Stephanie is a board member of the Professional Children’s School; Code Nation, which equips students in under-resourced high schools with the skills needed for careers in technology; and Humanity in Action, an international nonprofit organization that educates and connects young people who seek to become leaders on issues related to human and minority rights.
She holds a Ph.D. from Harvard University and B.A. from Wellesley College.
Dick Ober leads the New Hampshire Charitable Foundation, the largest private provider of nonprofit grants and student aid in northern New England. The Foundation manages more than $1 billion in charitable funds donated by hundreds of families and individuals, and awards some 7,000 grants and scholarships exceeding $60 million annually.
Dick has 30 years of experience in nonprofit management and civic affairs. Before coming to the Foundation, he held senior staff positions at the Society for the Protection of New Hampshire Forests and the Monadnock Conservancy. He has served on numerous nonprofit boards and public commissions, including several Gubernatorial appointments.
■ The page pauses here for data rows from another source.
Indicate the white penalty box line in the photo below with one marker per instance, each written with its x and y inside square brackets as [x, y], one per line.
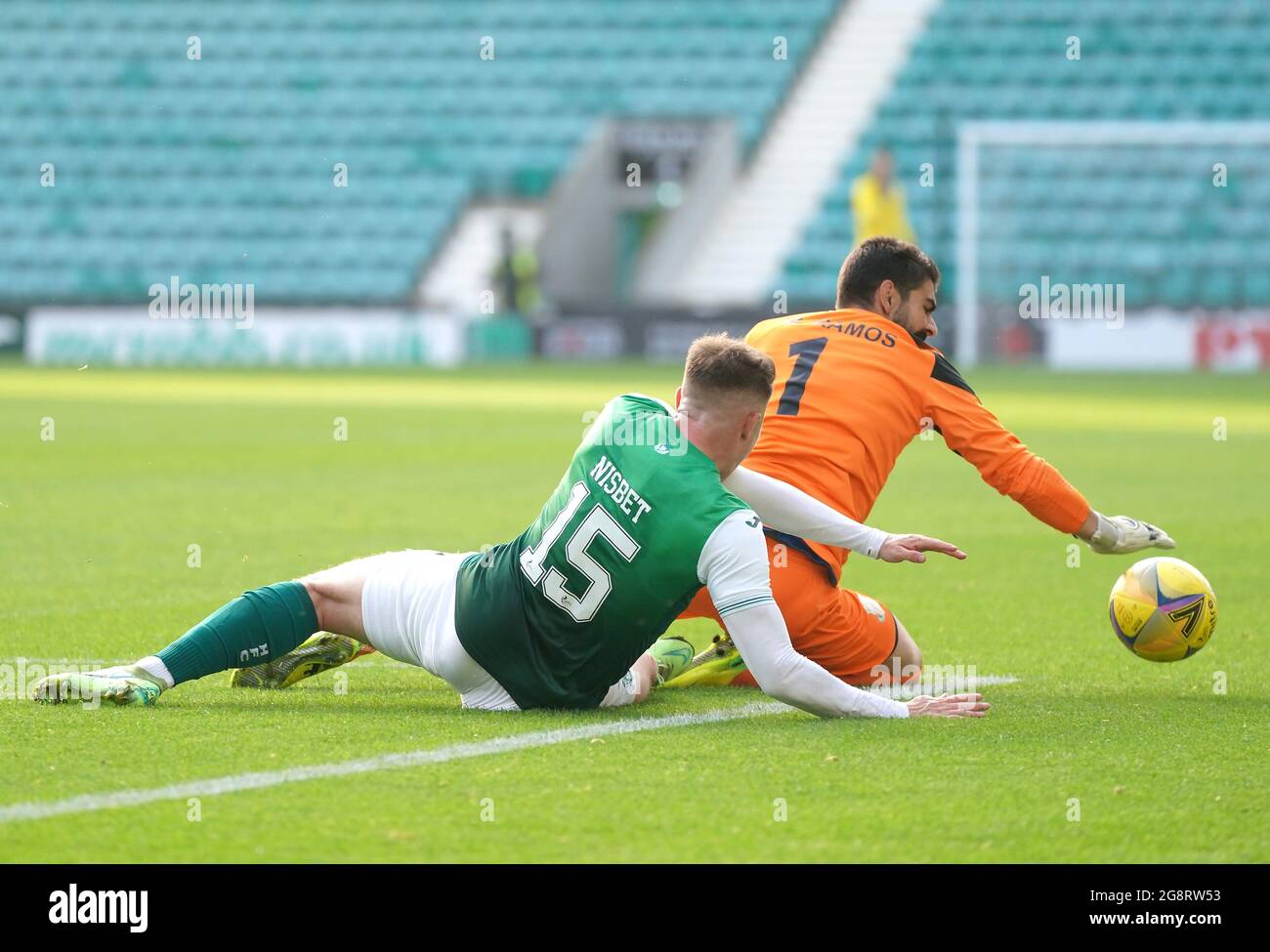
[235, 783]
[239, 782]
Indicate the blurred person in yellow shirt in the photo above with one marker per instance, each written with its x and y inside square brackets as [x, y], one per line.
[877, 202]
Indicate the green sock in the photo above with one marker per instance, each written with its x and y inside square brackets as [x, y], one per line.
[258, 626]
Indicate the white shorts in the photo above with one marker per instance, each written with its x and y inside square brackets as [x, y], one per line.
[407, 612]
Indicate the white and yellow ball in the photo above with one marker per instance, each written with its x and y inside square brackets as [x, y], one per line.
[1164, 609]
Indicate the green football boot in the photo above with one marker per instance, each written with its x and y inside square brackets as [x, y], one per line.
[720, 664]
[672, 655]
[125, 686]
[320, 652]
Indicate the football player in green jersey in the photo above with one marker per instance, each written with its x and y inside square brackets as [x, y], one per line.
[653, 506]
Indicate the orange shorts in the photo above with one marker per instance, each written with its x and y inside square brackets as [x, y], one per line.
[845, 633]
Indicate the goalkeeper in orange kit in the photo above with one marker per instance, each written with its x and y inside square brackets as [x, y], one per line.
[852, 388]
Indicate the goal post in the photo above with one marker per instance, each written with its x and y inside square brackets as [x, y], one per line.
[1195, 152]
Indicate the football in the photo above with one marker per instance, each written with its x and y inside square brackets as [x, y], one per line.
[1164, 609]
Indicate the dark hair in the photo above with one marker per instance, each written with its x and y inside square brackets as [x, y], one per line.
[723, 366]
[883, 259]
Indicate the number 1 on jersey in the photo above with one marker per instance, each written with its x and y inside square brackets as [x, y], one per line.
[808, 352]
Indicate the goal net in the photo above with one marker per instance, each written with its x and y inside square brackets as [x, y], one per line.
[1068, 228]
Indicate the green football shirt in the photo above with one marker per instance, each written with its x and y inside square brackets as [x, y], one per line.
[560, 613]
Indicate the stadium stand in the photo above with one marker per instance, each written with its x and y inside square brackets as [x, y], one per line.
[1138, 215]
[221, 169]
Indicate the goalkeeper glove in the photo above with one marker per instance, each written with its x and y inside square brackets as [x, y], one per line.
[1119, 533]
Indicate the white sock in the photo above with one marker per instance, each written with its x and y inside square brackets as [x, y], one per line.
[155, 667]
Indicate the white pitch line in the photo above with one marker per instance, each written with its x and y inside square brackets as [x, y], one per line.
[233, 783]
[237, 782]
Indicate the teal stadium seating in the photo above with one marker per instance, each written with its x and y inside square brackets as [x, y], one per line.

Dick currently serves as a board member of the Center for Effective Philanthropy and Community Foundations Leading Change (CF Leads) organization. He is also the founder and chair of the Community Foundation Opportunity Network (CFON).
Dick has written and lectured widely on community philanthropy, civic life, and the connections between people and the places they live. His work has been published in books, book chapters, magazines, and journals. He has been recognized with awards from the Environmental Protection Agency, the State of New Hampshire, and Plymouth State University, and has repeatedly been named as one of the state’s most influential people by leading NH business publications.
Dick lives with his wife and daughter in Dublin, New Hampshire.
Lee Alexander Risby
Lee Risby leads the Effective Philanthropy team at the Laudes Foundation in Switzerland. Risby steers the organisation in measuring, evaluating, and learning from results and long-term impact. In his role, he also leads the foundation’s efforts to build partners capacities and integrate gender, equity and inclusion across the programmes.
Previously, Lee led EP and Impact & Communications teams at C&A Foundation. Prior to that, he worked in various evaluation positions at The World Bank Group, African Development Bank Group and led his own evaluation consulting company.
LaTida Smith is the president of the Winston-Salem Foundation, a 102-year-old community foundation. LaTida took the reins at the Foundation, which serves Forsyth County, North Carolina, in September 2021.
Prior to her appointment at the Winston-Salem Foundation, LaTida served as the first permanent president of the Moses Taylor Foundation, where she had the opportunity to build the $90-million health legacy foundation’s grantmaking strategy and define its role in improving the health of a largely rural 11-county region in northeast Pennsylvania. Her work in philanthropy also includes experience shaping strategies in urban communities, with 12 years at Saint Luke’s Foundation in Cleveland, Ohio and three years directing federal grants for the Cleveland Department of Public Health.
Smith holds a Master of Arts in English and Women’s Studies from The Ohio State University, and a Bachelor of Arts in English and Women’s Studies from Ohio Wesleyan University. She has also served on the Advisory Board of the Center for Effective Philanthropy, the board of Highlights Foundation, the national board of Playworks, and has chaired the boards of Funders Concerned About AIDS and GEO.